Is this due to changing default values for the standard used, and would be "fixed" by adding "std=xxx" to the CXXFLAGS?
I've successfully built ~2011 era LLVM with no issues with the compiler itself (after that option change) using gcc last year - there were a couple of bugs in the llvm code though that I had to workaround (mainly relying on transitive includes from the standard library, or incorrect LLVM code that is detected by the newer compilers)
One of the big pain points I have with c++ is the dogmatic support of "old" code, I'd argue to the current version's detriment. But because of that I've never had an issue with code version backwards compatibility.
That said, failures in building old software are very often due to one of:
* transitive headers (as you mentioned)
* typedef changes (`siginfo_t` vs `struct siginfo` comes to mind)
* macros with bad names (I was involved in the zlib `ON` drama)

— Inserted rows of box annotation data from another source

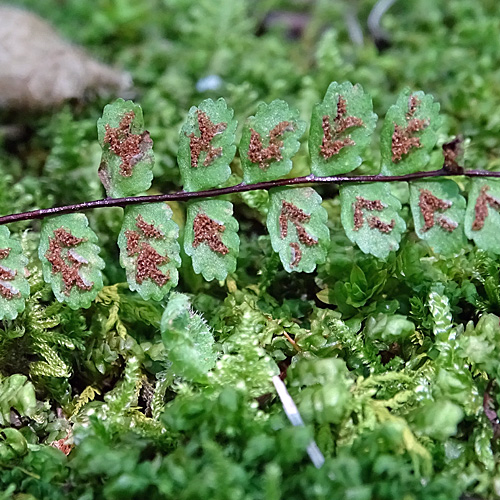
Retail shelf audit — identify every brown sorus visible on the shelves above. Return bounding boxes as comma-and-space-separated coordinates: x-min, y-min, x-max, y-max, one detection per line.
187, 109, 227, 168
320, 95, 363, 159
104, 111, 153, 177
248, 121, 294, 170
45, 227, 93, 295
193, 213, 229, 255
392, 96, 428, 163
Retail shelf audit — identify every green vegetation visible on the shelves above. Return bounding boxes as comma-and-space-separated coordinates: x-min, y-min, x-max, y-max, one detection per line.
0, 0, 500, 500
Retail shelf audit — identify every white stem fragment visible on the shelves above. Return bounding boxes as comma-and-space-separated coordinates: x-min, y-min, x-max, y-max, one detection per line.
273, 375, 325, 469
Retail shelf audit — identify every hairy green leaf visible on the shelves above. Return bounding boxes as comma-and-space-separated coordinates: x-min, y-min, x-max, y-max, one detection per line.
118, 203, 181, 300
97, 99, 154, 198
410, 179, 466, 255
309, 82, 377, 176
0, 373, 36, 427
184, 200, 240, 281
239, 99, 306, 184
0, 226, 30, 320
160, 293, 217, 381
177, 98, 237, 191
38, 214, 104, 309
340, 183, 406, 259
465, 179, 500, 253
380, 89, 441, 175
267, 187, 330, 273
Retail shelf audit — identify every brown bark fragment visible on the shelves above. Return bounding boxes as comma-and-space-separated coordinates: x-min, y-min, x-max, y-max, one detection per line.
418, 189, 458, 232
392, 96, 428, 163
472, 186, 500, 231
125, 214, 170, 287
279, 200, 318, 246
290, 241, 302, 267
353, 196, 386, 232
104, 111, 153, 177
193, 213, 229, 255
50, 435, 75, 456
45, 227, 94, 295
320, 95, 363, 159
248, 121, 295, 170
187, 109, 227, 168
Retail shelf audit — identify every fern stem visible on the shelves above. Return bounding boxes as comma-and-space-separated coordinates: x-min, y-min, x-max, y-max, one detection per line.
0, 168, 500, 225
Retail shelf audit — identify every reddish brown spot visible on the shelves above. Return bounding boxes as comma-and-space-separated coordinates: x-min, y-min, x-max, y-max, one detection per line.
0, 248, 21, 300
353, 196, 396, 233
193, 213, 229, 255
104, 111, 153, 177
290, 241, 302, 267
442, 136, 464, 175
472, 186, 500, 231
125, 214, 170, 286
320, 95, 363, 159
368, 217, 396, 234
392, 96, 429, 163
187, 109, 227, 168
45, 227, 94, 295
418, 189, 458, 232
279, 200, 318, 247
248, 122, 295, 170
437, 216, 458, 233
50, 432, 75, 456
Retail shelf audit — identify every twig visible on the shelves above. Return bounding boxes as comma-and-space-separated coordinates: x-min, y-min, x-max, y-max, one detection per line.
273, 375, 325, 469
0, 168, 500, 225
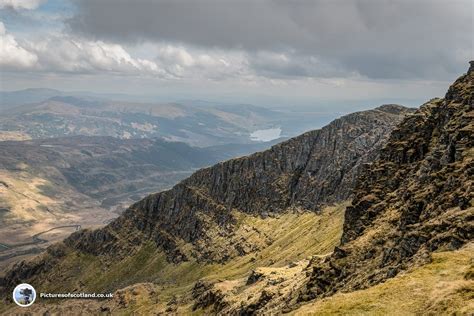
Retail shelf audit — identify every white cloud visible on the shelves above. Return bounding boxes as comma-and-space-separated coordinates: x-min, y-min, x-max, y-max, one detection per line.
156, 45, 253, 80
0, 0, 45, 10
0, 22, 38, 69
0, 22, 166, 76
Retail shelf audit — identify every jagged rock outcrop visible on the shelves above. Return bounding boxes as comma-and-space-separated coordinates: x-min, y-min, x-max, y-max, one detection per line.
300, 62, 474, 300
65, 105, 410, 262
0, 105, 412, 302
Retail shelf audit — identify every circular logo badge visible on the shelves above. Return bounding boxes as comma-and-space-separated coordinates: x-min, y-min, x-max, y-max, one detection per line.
13, 283, 36, 307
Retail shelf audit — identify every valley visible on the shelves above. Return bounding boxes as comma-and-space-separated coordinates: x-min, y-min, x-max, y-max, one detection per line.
0, 136, 280, 272
0, 63, 474, 315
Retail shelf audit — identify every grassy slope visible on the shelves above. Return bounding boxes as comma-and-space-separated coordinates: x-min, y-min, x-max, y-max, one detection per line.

* changes in library arrangement (the ncurses/tinfo split comes to mind, libcurl3/4 conditional ABI change, abuse of `dlopen`)
Most of these are one-line fixes if you're willing to patch the old code, which significantly increases the range of versions supported and thus reduces the number of artifacts you need to build for bootstrapping all the way to a modern version.
Some of it is deliberately undefined in the standard so that compilers can use it, e.g. it's UB to use a reserved identifier so that compilers & future standard versions can add new keywords. This is why C's boolean type first got named `_Bool` and C++ defines `__cplusplus`: identifiers starting with an underscore and a capital letter or with two underscores are reserved, and using reserved identifiers is Undefined Behavior.
Some of it is that the compiler authors know how their compiler will generate code, and can rely on changing internal uses of UB when they change the code generation.
Could you link to something about it? It's the first time I hear about it.
That sounds a bit worrying from a "reflections on trusting trust" perspective. Who's to say that those non-public commits didn't introduce a compiler backdoor? But I guess the more likely explanation is that somebody did some last-minute hotfixes that were later reworked before inclusion in the permanent record.
Debian FTW.
Could this simple non-checking Rust implementation transliterate the real Rust compiler's code, to unchecked C, that is good enough for that minimal-steps, sustainable bootstrapping?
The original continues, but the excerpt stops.